The bulk of LGRI’s global holdings – managed on behalf of UK corporate pension schemes – are in fixed income, and it has exposure to Asia across both public and private markets, but mostly in the former.
LGRI invests in Asia via the group’s asset management arm, Legal & General Investment Management, through segregated mandates. London-based Mehta declined to provide more detail on how Asian assets fit into those portfolios.
As to the reason for LGRI’s growing focus on the region, he said: “At a high level, Asia is too important to ignore.” The business takes into account the political and macroeconomic climate and sovereign risk in such thinking, he added.
“Take Latin America and Asia. Compared to 10 years ago, Asian countries look in better shape than Latin America from a political climate perspective,” Mehta said. Asia’s response and ability to manage the Covid-19 crisis has been another positive, he added.
Asked where LGRI sees particular investment opportunities in the region, he said: “Given that most of the portfolio is outside Asia, I would express our views in terms of themes. The key themes as to where we feel long-term investors like us are looking to put our capital – clean energy, digital infrastructure – are relevant themes in Asia as well.”
Like numerous institutional investors, LGRI is looking to build strategic allocations to the region based on these themes, but Mehta declined to comment on whether or how it was looking to build exposure to China as that country opened its markets.
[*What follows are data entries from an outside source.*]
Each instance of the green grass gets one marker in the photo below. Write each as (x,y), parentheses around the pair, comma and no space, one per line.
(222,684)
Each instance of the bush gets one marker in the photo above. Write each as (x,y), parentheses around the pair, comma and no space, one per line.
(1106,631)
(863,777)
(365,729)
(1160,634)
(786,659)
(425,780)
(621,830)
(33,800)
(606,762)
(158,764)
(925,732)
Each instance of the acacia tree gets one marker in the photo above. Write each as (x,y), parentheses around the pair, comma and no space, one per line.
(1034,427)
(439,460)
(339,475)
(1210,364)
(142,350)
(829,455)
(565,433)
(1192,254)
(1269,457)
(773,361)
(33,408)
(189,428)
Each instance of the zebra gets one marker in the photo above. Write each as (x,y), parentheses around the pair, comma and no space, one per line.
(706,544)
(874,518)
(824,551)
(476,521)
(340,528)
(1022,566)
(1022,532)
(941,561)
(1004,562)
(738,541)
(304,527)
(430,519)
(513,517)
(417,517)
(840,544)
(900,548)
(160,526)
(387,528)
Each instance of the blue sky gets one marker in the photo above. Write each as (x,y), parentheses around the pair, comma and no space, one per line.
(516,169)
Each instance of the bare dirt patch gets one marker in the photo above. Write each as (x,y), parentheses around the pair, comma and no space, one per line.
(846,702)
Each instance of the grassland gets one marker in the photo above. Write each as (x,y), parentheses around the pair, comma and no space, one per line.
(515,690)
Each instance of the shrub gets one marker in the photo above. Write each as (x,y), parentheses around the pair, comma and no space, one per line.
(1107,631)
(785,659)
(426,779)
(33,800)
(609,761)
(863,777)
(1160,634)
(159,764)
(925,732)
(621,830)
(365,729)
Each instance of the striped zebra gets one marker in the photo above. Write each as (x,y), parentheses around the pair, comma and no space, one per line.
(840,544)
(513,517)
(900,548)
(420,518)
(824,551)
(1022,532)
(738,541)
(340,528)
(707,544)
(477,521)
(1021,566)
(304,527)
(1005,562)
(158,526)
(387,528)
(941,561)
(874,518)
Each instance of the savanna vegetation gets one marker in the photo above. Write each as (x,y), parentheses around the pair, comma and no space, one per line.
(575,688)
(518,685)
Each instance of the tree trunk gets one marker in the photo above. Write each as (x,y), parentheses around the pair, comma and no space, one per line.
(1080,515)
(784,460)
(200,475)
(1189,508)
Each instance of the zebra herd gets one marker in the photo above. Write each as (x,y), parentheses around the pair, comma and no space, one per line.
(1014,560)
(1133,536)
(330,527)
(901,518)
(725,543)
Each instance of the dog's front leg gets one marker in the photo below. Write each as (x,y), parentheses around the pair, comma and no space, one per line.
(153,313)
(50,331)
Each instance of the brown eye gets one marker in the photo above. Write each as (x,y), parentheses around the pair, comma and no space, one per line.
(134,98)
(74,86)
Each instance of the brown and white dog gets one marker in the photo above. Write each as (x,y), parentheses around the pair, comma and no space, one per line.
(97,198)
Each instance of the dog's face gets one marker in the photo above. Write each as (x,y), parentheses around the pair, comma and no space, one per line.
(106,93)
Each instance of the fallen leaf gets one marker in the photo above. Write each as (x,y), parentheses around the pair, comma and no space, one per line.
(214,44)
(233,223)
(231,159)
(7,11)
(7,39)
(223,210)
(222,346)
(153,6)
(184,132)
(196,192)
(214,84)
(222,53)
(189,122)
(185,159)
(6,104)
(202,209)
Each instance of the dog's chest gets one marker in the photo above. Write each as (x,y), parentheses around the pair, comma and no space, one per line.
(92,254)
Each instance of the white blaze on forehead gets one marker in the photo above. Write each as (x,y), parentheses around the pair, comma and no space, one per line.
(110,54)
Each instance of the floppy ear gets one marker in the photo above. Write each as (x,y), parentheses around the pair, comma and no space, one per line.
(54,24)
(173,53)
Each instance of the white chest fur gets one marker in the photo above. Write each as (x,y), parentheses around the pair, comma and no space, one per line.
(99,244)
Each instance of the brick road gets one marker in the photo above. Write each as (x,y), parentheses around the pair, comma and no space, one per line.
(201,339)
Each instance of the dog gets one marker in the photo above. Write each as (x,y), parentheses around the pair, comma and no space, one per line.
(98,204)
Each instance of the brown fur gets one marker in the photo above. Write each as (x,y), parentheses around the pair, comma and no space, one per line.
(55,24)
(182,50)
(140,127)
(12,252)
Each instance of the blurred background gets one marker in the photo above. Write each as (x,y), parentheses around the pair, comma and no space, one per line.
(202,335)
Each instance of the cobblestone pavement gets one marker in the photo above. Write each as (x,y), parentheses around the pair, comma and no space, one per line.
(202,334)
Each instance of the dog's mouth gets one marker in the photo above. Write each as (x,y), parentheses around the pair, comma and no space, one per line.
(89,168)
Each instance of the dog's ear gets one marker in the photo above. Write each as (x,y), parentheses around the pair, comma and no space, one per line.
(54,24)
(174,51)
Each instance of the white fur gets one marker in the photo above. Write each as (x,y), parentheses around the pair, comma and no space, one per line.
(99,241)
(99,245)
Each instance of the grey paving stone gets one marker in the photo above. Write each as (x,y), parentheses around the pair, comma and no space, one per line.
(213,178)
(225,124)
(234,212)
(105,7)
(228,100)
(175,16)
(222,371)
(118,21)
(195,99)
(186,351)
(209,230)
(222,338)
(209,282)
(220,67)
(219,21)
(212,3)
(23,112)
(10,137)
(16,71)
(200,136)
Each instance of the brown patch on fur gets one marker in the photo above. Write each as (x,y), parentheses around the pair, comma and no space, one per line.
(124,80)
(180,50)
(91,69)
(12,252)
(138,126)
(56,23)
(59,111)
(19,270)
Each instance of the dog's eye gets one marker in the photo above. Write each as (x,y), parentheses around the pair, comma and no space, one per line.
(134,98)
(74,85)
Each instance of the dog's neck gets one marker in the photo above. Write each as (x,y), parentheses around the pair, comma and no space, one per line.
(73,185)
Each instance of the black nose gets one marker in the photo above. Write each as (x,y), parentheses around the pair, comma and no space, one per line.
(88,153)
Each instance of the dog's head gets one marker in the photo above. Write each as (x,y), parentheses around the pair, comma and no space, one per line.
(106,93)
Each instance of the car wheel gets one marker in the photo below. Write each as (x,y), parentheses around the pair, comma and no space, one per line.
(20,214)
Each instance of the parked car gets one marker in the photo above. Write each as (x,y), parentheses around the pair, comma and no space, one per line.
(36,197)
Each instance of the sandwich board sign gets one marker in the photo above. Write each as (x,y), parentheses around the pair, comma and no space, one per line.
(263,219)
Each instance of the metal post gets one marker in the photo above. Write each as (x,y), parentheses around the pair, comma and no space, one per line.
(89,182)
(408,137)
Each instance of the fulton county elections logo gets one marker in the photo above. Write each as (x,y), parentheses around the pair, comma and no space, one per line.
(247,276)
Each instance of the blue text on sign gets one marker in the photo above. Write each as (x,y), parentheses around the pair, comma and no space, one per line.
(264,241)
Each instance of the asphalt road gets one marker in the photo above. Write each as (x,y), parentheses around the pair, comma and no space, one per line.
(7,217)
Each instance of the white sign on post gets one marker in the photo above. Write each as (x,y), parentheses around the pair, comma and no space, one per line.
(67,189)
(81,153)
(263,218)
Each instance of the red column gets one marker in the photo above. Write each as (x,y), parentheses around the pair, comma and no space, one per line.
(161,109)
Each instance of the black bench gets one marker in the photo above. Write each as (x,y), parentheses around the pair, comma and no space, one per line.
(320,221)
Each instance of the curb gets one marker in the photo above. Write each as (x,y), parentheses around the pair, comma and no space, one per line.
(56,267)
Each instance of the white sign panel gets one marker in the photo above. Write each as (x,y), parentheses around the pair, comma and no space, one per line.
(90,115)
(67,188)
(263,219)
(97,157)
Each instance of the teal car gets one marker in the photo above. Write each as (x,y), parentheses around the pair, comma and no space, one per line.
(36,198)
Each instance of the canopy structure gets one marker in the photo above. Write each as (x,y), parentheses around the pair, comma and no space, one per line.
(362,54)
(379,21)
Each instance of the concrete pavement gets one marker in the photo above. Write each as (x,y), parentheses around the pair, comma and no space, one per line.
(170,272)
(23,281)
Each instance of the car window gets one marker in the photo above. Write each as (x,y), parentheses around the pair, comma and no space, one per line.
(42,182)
Similarly, numerous pension plans across Europe and North America are busy working to increase their investment allocations to Asia. Canadian retirement funds, such as CPPIB, CDPQ, Ontario Teachers and Ontario Municipal Employees, are among the most active in this regard, but the Netherlands' APG is also strongly expanding is presence.
CREDIT RISK CAUTION
While LGRI is mostly invested in sterling-denominated assets to match its liabilities and hedges its foreign-currency exposures back into sterling for those liabilities, Mehta said, it sees portfolio diversification as very important.
It may also be that exposure to Asian assets provides a fillip to returns given both the region’s faster regional bounceback from the pandemic and its longer-term growth projections.
When it comes to seeking return amid the low-yield environment of the past decade, LGRI has been more cautious than many of its peers, Mehta said.
“The decrease in global yields has been a massive challenge for investors like us, especially given the open-ended nature of the [LGRI] fund, which means we cannot wait indefinitely for better entry points,” he noted.
A typical investor response to falling interest rates since the Covid crash in March has been to hunt for yield by going down the credit quality curve towards cyclical and leveraged sectors, said Mehta.
“The growth of the cyclical, BBB part of the US credit market is well-documented,” he explained. “We’ve been fairly defensive in terms of our investment strategy. We’ve been very careful in terms of allocations to cyclical sectors.”
One-third of LGRI’s portfolio is in BBB-rated bonds, which is the same percentage at year-end 2019, Mehta said. Lower-rated, cyclical exposures are kept to a minimum, he added, with less than 1% of the portfolio in bonds issued by airlines, hotels, leisure and traditional retail.
As a consequence, LGRI has experienced about £25 million of defaults over about 10 years on its whole portfolio, with none in the first half of this year. “That goes to show the portfolio’s resilience,” said Mehta.